It was only later when the vet found the calcium stones in Doc’s urethra which he referred to as beans that I understood the role his painful kidneys had played in my unplanned departure from his back. The pressure on his kidneys from back pressure must have hurt him and my bouncing up and down on his back had increased his discomfort still more. Doc had, under the circumstances, chosen to remove the source of his increased pain (me) although by doing so directly adding to my own.

I imagine Doc looking down at me on the ground thinking something like, “So didn’t I tell you my back was hurting when you foolishly decided to saddle me?”

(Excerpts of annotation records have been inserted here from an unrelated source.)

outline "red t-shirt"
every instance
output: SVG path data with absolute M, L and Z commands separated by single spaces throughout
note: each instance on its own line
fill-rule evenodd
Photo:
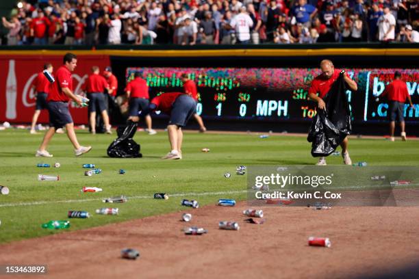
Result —
M 330 88 L 331 88 L 333 83 L 339 77 L 339 74 L 341 70 L 335 69 L 333 74 L 330 79 L 327 79 L 323 75 L 320 75 L 313 79 L 312 81 L 312 86 L 309 89 L 309 93 L 317 94 L 319 93 L 319 97 L 323 98 Z M 347 72 L 345 72 L 346 77 L 349 77 Z
M 166 114 L 170 114 L 172 111 L 172 105 L 176 101 L 177 97 L 183 95 L 185 93 L 181 92 L 170 92 L 164 93 L 151 100 L 151 103 L 157 105 L 155 110 L 161 110 Z
M 83 38 L 83 32 L 84 31 L 84 24 L 79 23 L 74 27 L 74 38 L 76 40 Z
M 409 96 L 407 85 L 406 85 L 406 83 L 403 81 L 396 79 L 387 85 L 385 90 L 384 90 L 381 96 L 387 96 L 389 101 L 405 103 Z
M 45 37 L 47 27 L 50 24 L 49 20 L 45 16 L 41 18 L 34 18 L 32 21 L 32 28 L 34 29 L 35 38 L 42 38 Z
M 71 72 L 63 65 L 55 72 L 55 81 L 49 85 L 49 94 L 47 101 L 55 102 L 68 102 L 70 101 L 70 98 L 62 90 L 62 88 L 66 88 L 73 91 L 73 79 Z
M 198 101 L 198 90 L 196 90 L 196 85 L 194 81 L 190 79 L 186 81 L 185 84 L 183 84 L 183 90 L 185 93 Z
M 130 98 L 149 98 L 149 86 L 147 82 L 140 77 L 136 77 L 131 81 L 125 88 L 125 92 L 129 91 Z
M 109 88 L 112 90 L 112 93 L 110 95 L 116 96 L 116 91 L 118 90 L 118 79 L 116 77 L 111 74 L 109 77 L 105 78 L 106 79 L 106 81 L 107 81 L 107 84 L 109 84 Z
M 42 72 L 38 74 L 35 78 L 35 81 L 34 81 L 34 85 L 35 85 L 36 93 L 48 93 L 49 92 L 49 81 Z
M 92 74 L 87 78 L 83 90 L 88 93 L 103 93 L 108 85 L 106 79 L 99 74 Z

As for me, my broken arm was later set, placed in a cast, and it ultimately healed. My jammed neck recovered as well. As for Doc following this event, he received twice yearly bean removals from his urethral sheath and urethra. Since that time he’s never bucked again, making both him and me happier.

In addition to the broken arm and jammed neck, I’ve encountered while working on the ranch a ruptured disc in my low back. This resulted from trying to man-haul trees from the creek (not my finest day or decision). This landed me in bed for six weeks. I’ve also been run over and rolled by an irate mama cow. Oh yes, and there was also the time a cow tossed me out of the cow pen. For comparison sake, I never in my long neurological career received a single injury while swinging my reflex hammer!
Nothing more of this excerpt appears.